Die chinesischen Behörden haben staatlichen Medienberichten zufolge ein nächtliches Ausgehverbot verhängt. Damit solle "weiteres Chaos vermieden" werden, zitierte Xinhua den Chef der Kommunistischen Partei in Xinjiang, Wang Lequan. Die Bewohner der gesamten Provinz müssen demnach von 21 Uhr abends Ortszeit bis zum nächsten Morgen um 8 Uhr in ihren Häusern bleiben.

156 Tote am Sonntag

Die Uiguren hatten sich am Sonntag in Urumqi Straßenschlachten mit der Polizei geliefert, Steine auf Sicherheitskräfte geworfen und Autos in Brand gesetzt. bei den Ausschreitungen kamen nach offiziellen Angaben 156 Menschen ums Leben, mehr als 1400 wurden festgenommen.

Laut Xinhua waren am Sonntag und Montag mehrere zehntausend Polizisten und Soldaten in der Provinz im Einsatz, um neue Unruhen zu verhindern.
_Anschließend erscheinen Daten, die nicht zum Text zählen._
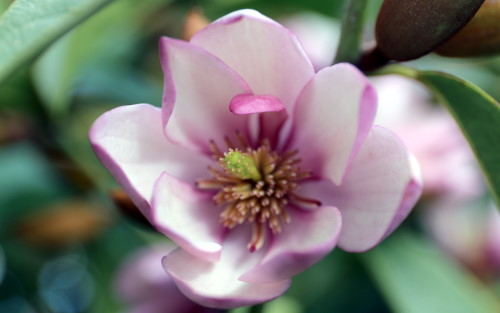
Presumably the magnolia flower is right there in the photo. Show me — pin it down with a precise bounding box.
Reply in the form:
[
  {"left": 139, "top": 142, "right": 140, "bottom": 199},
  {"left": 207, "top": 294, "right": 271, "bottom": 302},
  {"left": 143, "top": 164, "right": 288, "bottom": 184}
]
[
  {"left": 90, "top": 10, "right": 421, "bottom": 308},
  {"left": 115, "top": 244, "right": 222, "bottom": 313},
  {"left": 373, "top": 76, "right": 500, "bottom": 278},
  {"left": 372, "top": 76, "right": 484, "bottom": 201}
]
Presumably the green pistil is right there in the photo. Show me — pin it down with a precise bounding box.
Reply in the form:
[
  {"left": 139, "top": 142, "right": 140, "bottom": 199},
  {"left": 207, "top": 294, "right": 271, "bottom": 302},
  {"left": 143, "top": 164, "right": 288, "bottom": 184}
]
[{"left": 221, "top": 149, "right": 262, "bottom": 181}]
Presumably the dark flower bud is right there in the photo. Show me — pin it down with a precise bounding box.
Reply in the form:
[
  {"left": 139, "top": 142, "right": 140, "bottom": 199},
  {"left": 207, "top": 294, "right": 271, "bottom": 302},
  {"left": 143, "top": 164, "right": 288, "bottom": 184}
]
[
  {"left": 436, "top": 0, "right": 500, "bottom": 57},
  {"left": 375, "top": 0, "right": 484, "bottom": 61}
]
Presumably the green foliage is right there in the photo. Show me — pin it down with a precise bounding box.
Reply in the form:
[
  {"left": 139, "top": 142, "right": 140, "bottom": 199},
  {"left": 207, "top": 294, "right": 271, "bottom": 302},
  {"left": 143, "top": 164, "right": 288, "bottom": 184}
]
[
  {"left": 416, "top": 71, "right": 500, "bottom": 207},
  {"left": 0, "top": 0, "right": 112, "bottom": 84},
  {"left": 362, "top": 233, "right": 500, "bottom": 313}
]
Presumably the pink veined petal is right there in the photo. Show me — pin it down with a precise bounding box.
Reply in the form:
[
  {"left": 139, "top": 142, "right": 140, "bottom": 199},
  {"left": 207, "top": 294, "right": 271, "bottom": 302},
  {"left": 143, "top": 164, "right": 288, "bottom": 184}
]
[
  {"left": 191, "top": 10, "right": 314, "bottom": 112},
  {"left": 151, "top": 173, "right": 225, "bottom": 262},
  {"left": 160, "top": 37, "right": 252, "bottom": 152},
  {"left": 229, "top": 94, "right": 285, "bottom": 115},
  {"left": 240, "top": 206, "right": 341, "bottom": 283},
  {"left": 290, "top": 63, "right": 377, "bottom": 185},
  {"left": 163, "top": 226, "right": 291, "bottom": 309},
  {"left": 301, "top": 126, "right": 422, "bottom": 252},
  {"left": 89, "top": 104, "right": 212, "bottom": 218}
]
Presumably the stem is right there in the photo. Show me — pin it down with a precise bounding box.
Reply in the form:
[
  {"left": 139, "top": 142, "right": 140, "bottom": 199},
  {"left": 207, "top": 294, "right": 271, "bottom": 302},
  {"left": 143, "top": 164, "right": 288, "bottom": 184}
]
[
  {"left": 370, "top": 64, "right": 418, "bottom": 79},
  {"left": 334, "top": 0, "right": 368, "bottom": 64}
]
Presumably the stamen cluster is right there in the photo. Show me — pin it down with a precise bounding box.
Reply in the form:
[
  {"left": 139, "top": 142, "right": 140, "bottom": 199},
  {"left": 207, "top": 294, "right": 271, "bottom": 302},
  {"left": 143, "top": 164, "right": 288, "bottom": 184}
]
[{"left": 198, "top": 133, "right": 319, "bottom": 251}]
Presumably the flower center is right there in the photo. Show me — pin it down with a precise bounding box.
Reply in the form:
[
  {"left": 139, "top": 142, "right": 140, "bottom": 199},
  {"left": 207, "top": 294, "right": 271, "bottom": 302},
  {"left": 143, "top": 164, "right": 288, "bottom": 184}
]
[{"left": 197, "top": 132, "right": 320, "bottom": 252}]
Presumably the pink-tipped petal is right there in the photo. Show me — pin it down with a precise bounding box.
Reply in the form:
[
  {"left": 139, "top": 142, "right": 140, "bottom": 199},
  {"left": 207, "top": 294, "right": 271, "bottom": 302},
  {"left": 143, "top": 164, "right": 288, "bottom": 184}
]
[
  {"left": 290, "top": 64, "right": 377, "bottom": 185},
  {"left": 160, "top": 37, "right": 252, "bottom": 152},
  {"left": 229, "top": 94, "right": 285, "bottom": 115},
  {"left": 191, "top": 10, "right": 314, "bottom": 112},
  {"left": 301, "top": 126, "right": 422, "bottom": 252},
  {"left": 151, "top": 173, "right": 224, "bottom": 262},
  {"left": 89, "top": 104, "right": 211, "bottom": 218},
  {"left": 240, "top": 206, "right": 341, "bottom": 283},
  {"left": 163, "top": 226, "right": 291, "bottom": 309}
]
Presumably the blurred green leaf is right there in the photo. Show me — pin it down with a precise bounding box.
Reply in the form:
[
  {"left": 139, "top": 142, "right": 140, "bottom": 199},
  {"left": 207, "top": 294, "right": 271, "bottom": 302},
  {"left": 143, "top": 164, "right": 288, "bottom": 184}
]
[
  {"left": 0, "top": 0, "right": 112, "bottom": 84},
  {"left": 33, "top": 0, "right": 164, "bottom": 116},
  {"left": 335, "top": 0, "right": 370, "bottom": 63},
  {"left": 0, "top": 246, "right": 5, "bottom": 285},
  {"left": 361, "top": 233, "right": 500, "bottom": 313},
  {"left": 416, "top": 71, "right": 500, "bottom": 207},
  {"left": 372, "top": 65, "right": 500, "bottom": 207}
]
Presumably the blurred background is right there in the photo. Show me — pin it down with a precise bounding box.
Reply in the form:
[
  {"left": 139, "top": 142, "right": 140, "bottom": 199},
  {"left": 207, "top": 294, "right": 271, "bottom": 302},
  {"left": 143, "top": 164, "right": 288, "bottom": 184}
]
[{"left": 0, "top": 0, "right": 500, "bottom": 313}]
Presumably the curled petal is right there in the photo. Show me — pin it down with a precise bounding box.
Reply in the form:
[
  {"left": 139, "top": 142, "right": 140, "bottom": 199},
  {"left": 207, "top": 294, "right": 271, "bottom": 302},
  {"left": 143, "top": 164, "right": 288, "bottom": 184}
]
[
  {"left": 160, "top": 37, "right": 252, "bottom": 152},
  {"left": 151, "top": 173, "right": 224, "bottom": 261},
  {"left": 89, "top": 104, "right": 211, "bottom": 218},
  {"left": 191, "top": 10, "right": 314, "bottom": 112},
  {"left": 229, "top": 95, "right": 285, "bottom": 115},
  {"left": 301, "top": 127, "right": 422, "bottom": 252},
  {"left": 240, "top": 206, "right": 341, "bottom": 283},
  {"left": 163, "top": 226, "right": 291, "bottom": 309},
  {"left": 290, "top": 64, "right": 377, "bottom": 185}
]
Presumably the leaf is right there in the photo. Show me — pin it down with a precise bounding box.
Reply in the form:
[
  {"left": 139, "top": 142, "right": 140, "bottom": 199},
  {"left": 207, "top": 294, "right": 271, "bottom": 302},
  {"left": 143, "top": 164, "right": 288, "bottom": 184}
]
[
  {"left": 335, "top": 0, "right": 370, "bottom": 63},
  {"left": 361, "top": 233, "right": 500, "bottom": 313},
  {"left": 33, "top": 0, "right": 169, "bottom": 117},
  {"left": 415, "top": 71, "right": 500, "bottom": 207},
  {"left": 0, "top": 0, "right": 112, "bottom": 85}
]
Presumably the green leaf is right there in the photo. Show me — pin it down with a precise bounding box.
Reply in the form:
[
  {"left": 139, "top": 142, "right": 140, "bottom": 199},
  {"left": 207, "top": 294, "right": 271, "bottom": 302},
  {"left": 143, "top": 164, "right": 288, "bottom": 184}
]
[
  {"left": 416, "top": 71, "right": 500, "bottom": 207},
  {"left": 372, "top": 65, "right": 500, "bottom": 208},
  {"left": 335, "top": 0, "right": 370, "bottom": 63},
  {"left": 0, "top": 0, "right": 112, "bottom": 84},
  {"left": 32, "top": 0, "right": 169, "bottom": 118},
  {"left": 361, "top": 233, "right": 500, "bottom": 313}
]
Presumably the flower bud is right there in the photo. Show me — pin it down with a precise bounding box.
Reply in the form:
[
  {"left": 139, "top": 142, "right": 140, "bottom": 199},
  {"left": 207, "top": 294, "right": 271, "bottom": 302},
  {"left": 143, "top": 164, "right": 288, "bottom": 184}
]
[
  {"left": 436, "top": 0, "right": 500, "bottom": 57},
  {"left": 375, "top": 0, "right": 484, "bottom": 61}
]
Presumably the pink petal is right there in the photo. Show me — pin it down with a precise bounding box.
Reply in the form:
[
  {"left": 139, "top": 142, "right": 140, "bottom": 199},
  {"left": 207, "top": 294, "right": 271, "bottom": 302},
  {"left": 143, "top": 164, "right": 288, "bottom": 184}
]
[
  {"left": 163, "top": 226, "right": 291, "bottom": 309},
  {"left": 89, "top": 104, "right": 211, "bottom": 218},
  {"left": 151, "top": 173, "right": 224, "bottom": 261},
  {"left": 240, "top": 206, "right": 341, "bottom": 283},
  {"left": 191, "top": 10, "right": 314, "bottom": 112},
  {"left": 301, "top": 127, "right": 422, "bottom": 252},
  {"left": 229, "top": 94, "right": 285, "bottom": 115},
  {"left": 160, "top": 37, "right": 252, "bottom": 152},
  {"left": 290, "top": 64, "right": 376, "bottom": 184}
]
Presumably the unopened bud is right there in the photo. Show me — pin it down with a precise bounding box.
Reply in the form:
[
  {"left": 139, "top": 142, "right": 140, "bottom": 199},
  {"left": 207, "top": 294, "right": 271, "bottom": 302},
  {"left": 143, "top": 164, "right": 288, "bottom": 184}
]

Am Montag hatte die Polizei Proteste in Kashgar beendet. Sie trieb dort mehr als 200 Uiguren auseinander, die sich in einer Moschee versammelt hatten.

In Urumqi gingen am Dienstag noch immer Hunderte Sicherheitskräfte Streife. Sie waren mit Schutzschilden, Schlagstöcken und Gewehren ausgestattet. Das Mobilfunknetz wurde lahmgelegt und die Nachrichten-Website Twitter blockiert. Internetverbindungen funktionierten nicht oder nur langsam.

Hintergrund

Die Uiguren sind eine muslimische Minderheit in Nordwestchina und fühlen sich von der Zentralregierung in Peking unterdrückt. In den vergangenen Jahren gab es vereinzelt Auseinandersetzungen zwischen Sicherheitskräften und extremistischen Uiguren. Vorläufiger Höhepunkt waren im vergangenen Jahr Anschläge mutmaßlicher uigurischer Separatisten während der Olympischen Spiele.

Die Vorfälle vom Sonntag und Montag sind der folgenschwerste Zwischenfall in der zentralasiatischen Provinz Xinjiang seit Jahrzehnten. Die Uiguren sind dort infolge der Ansiedlungspolitik Pekings in der Minderheit; ethnische Han-Chinesen stellen die Mehrheit der rund 2,3 Millionen Einwohner.

Uiguren-Führerin fordert Untersuchung

Die im Exil lebende Uiguren-Führerin Rebiya Kadeer hat eine internationale Untersuchung der blutigen Unruhen in der chinesischen Region Xinjiang gefordert. "Wir hoffen, dass die UNO, die USA und die EU Ermittler schicken um zu untersuchen, was wirklich in Xinjiang passiert ist", sagte Kadeer am Montag (Ortszeit) in Washington. Außerdem hoffe sie auf stärkere Kritik der US-Regierung an Peking.

Die chinesische Regierung wirft der Chefin des Uigurischen Weltkongresses vor, hinter den Ausschreitungen zu stecken, bei denen nach amtlichen Angaben am Sonntag mehr als 150 Menschen ums Leben gekommen sind. Kadeer weist dies zurück.